Originally inhabited in the first millennium, the land was divided up in the 19th century into narrow strips of agricultural holdings known as crofts to support a minimum level of subsistence for Gaelic-speaking Highlanders; the population peaked at the end of the 1800's at several hundred before slowly dwindling until by 1960 it was almost deserted. The last permanent residents left in 1964. (Wikipedia)

Today it supports English-speaking 'back-to-landers', 'good-lifers' (both British locutions) and retirees seeking an alternative, off-the-grid lifestyle like my cousin. It is an up-market version of Slab-City the ad-hoc trailer park outside of Niland on the south east margin of the Salton Sea. There, an old WWII army base demolished except for the concrete building slabs, supports an alternative living community located near an active bombing range in the Anza Borrego desert. With no grid-tied electricity, fresh water or sewage treatment, residents rely on solar panels, batteries and generators and their own waste system and share one communal shower, a concrete cistern that is fed by a hot spring 100 yards away. I have visited a couple of times and am reassured that such an anarchic, lawless community can prevail on the interstice between a major NAFTA truck route, the 111 from Mexicali, on up through Brawley, Calipatria and beyond to the 10, and the desert wildland as it backs into the Chocolate Mountains. This is the kind of end-times village that may yet contain seeds of the planet's salvation as it rushes towards global urbanization.

Scoraig may grow much of its own food, erect its own wind turbines and stack its own dry-stack walls but as noted above it remains connected to the goods and services of the EU and is economically dependent on capital brought in by newcomers, which is generally spent on building 'properties' (Wikipedia). My link to Andrew was through the company he employed to install his green roof (Green Roof Systems , UK) on a geodesic dome-roofed yurt that he's built for himself and his partner.

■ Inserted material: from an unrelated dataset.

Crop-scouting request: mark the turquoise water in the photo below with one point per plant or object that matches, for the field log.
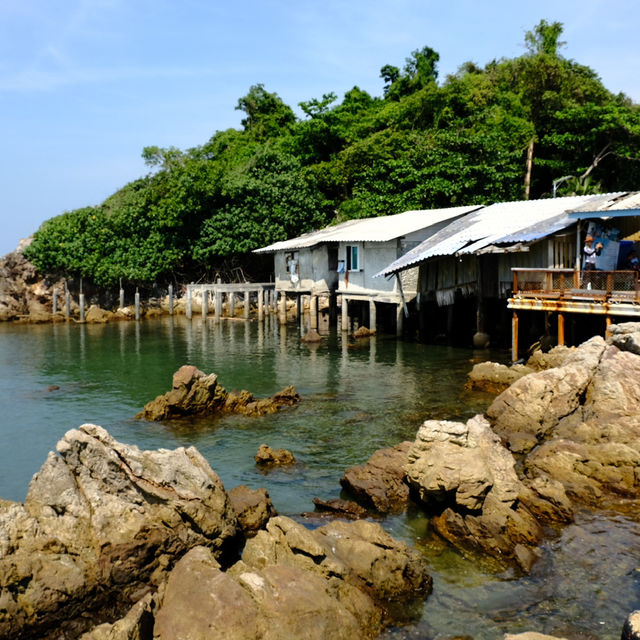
(356, 398)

Ah, the partner. The Pagan Academic. As those who have been following along will understand, I profess an openess to animism, shamanism and mysticism - all isms thoroughly disavowed by the rational thinkers of the Enlightenment and after, but Academia has now opened its arms to Pagan Studies, and one of the new discipline's leading lights, Sabina Magliocco teaches at California State University at Northridge. Her background is in the disciplines of anthropology and folklore which have been fundamental in validating the embrace of Paganism and witchcraft as legitimate fields of study.

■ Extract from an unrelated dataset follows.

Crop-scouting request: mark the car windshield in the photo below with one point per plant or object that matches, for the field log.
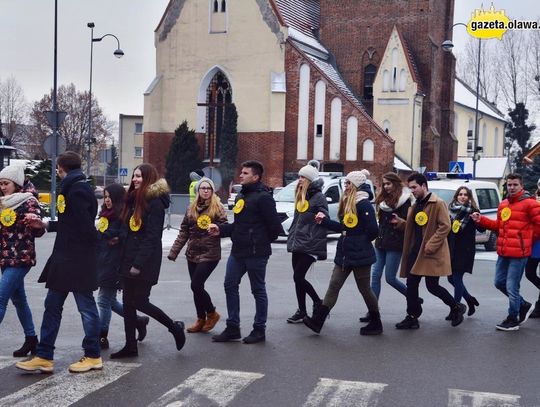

Living in an earth-roofed yurt in the wilds of Scoraig can only have sharpened Andrew's partner's appreciation and knowledge of the Spirit World. The windswept western highlands, with the smell of peat smoke in the air where gannets, eagles and razor bills (Alca torda) wheel and seals and otters slice through loch and burn must put an observer awfully close to the whirring of the cosmos.

Scoraig, a western spit in the cloudland - manifestation of my earliest imaginings - and Ojai, enmeshed in the traditions of the Chumash, are both wreathed in earth magic. In such places, the Pagan tradition, which is concerned with the ritual reanimation of the world, seems like an entirely rational response to the churning of the seasons and the antic life-force of the wildlands.